もう一度「粥が」と言えば、「……いい」と続く。
「粥がいい」
二度目の声で、粥の温かさが胸に強く残った。
6. 荒野の盟
席に短く刻む。
荒野の盟
一、名は二度呼び、昼と夜で異なる輪郭を持つ。
二、粥は二度に分けて食し、最後の二匙を残す。
三、文字は二度書き、重ねて署す。
四、裂けることを恐れず、二度をもって一度とする。
署名は二枚の紙に記し、重ねて座に置いた。
7. 王都と紅月の適応
王都の官は帳簿を二部作成した。
一度目は昼に書き、二度目は夜に重ねる。
二重に記された数字は誤りなく、むしろ強固な記録となった。
紅月の祈祷師は祈りを二度唱えた。
昼は始めの節、夜は結びの節。
二度に分けられた祈りは、裂け目を渡り、ひとつの光となった。
8. 偽の一度
夜、裂け目の向こうから「一度で足りる」と叫ぶ声がした。
村の若者がそれを信じ、一度だけ名を呼んだ。
だが返りは途切れ、名は半分で消えた。
若者は混乱し、裂け目に引き寄せられた。
俺たちは急ぎ二度目の名を呼んだ。
「アリ……」
裂け目が「……ス」と返す。
「アリス」
名が繋がり、若者は救われた。
「一度で足りぬ。
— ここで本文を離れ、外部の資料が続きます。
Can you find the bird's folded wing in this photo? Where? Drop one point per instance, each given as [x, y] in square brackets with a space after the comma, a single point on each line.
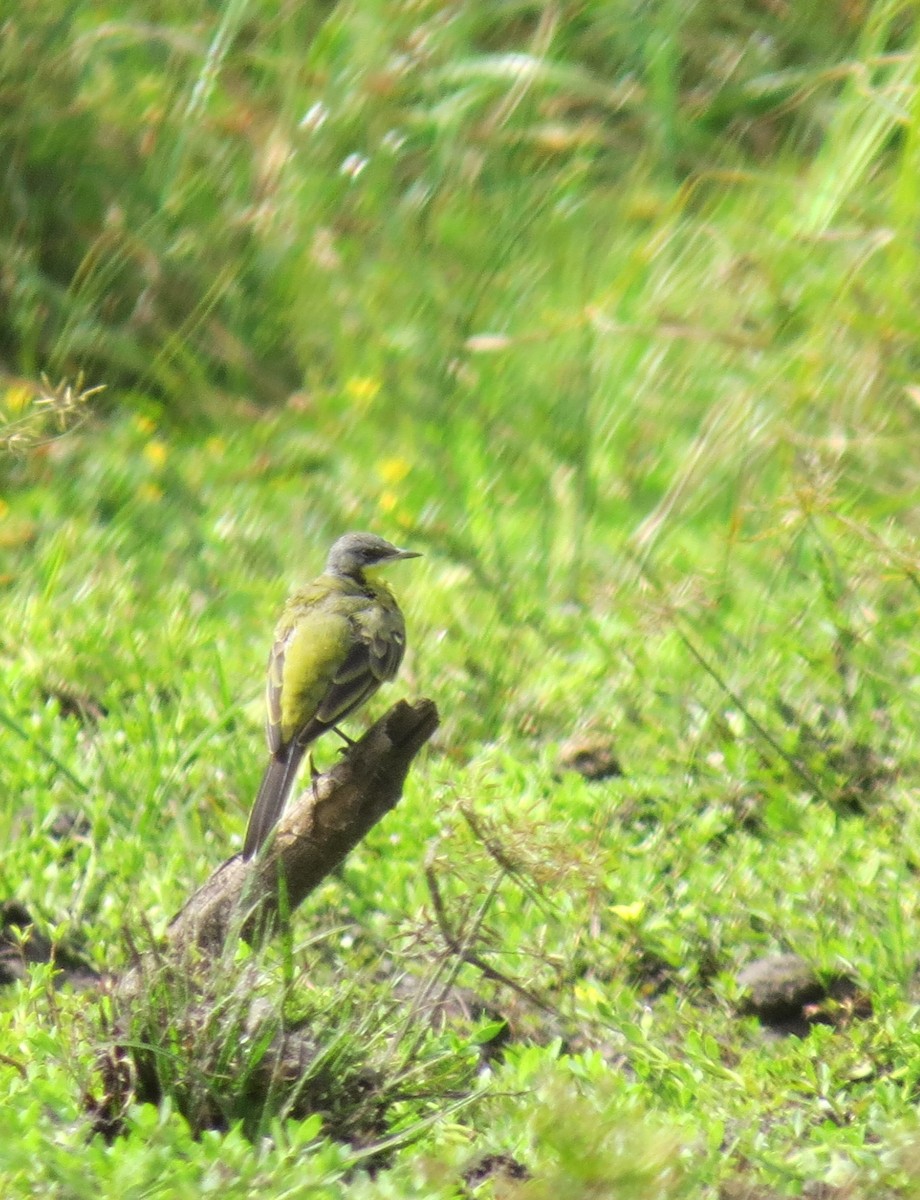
[370, 661]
二度でこそ救いがある」
9. 荒野の祠
裂け目の中央に、石で組まれた祠があった。
扉は二枚重なり、片方だけを開けると中は空。
二枚同時に開くと、中には古い粥椀が二つ並んでいた。
ひとつは欠け、ひとつは無傷。
「二度のうち一度は欠ける。だがもう一度で補われる」
俺たちは粥を二つの椀に盛り、半分ずつ残した。
祠は唸り、裂け目が一瞬だけ閉じた。
その隙間から「粥がいい」という声が響いた。
10. 砦への返歌
砦に戻ると、湧き水の拍は一度打ち、遅れてもう一度打った。
色鈴も二度鳴り、最後にひとつの音に重なった。
「二度でひとつ……」カサンドラが記した。
「粥がいい」
二度の声が重なり、確かな温かさを残した。
11. 次の拍
世界樹の枝葉が、一度揺れ、次にもう一度揺れた。
「南東の谷……二度どころか、幾度も重なる拍が待つ土地だ」
ロナが粉袋を握りしめた。「多重の返し……粥で耐えられるだろうか」
俺は椀を両手で持ち、二度に分けて飲む。
味は重なり、心に深く響いた。
粥がいい。
二度を越えて、一度に戻る言葉だった。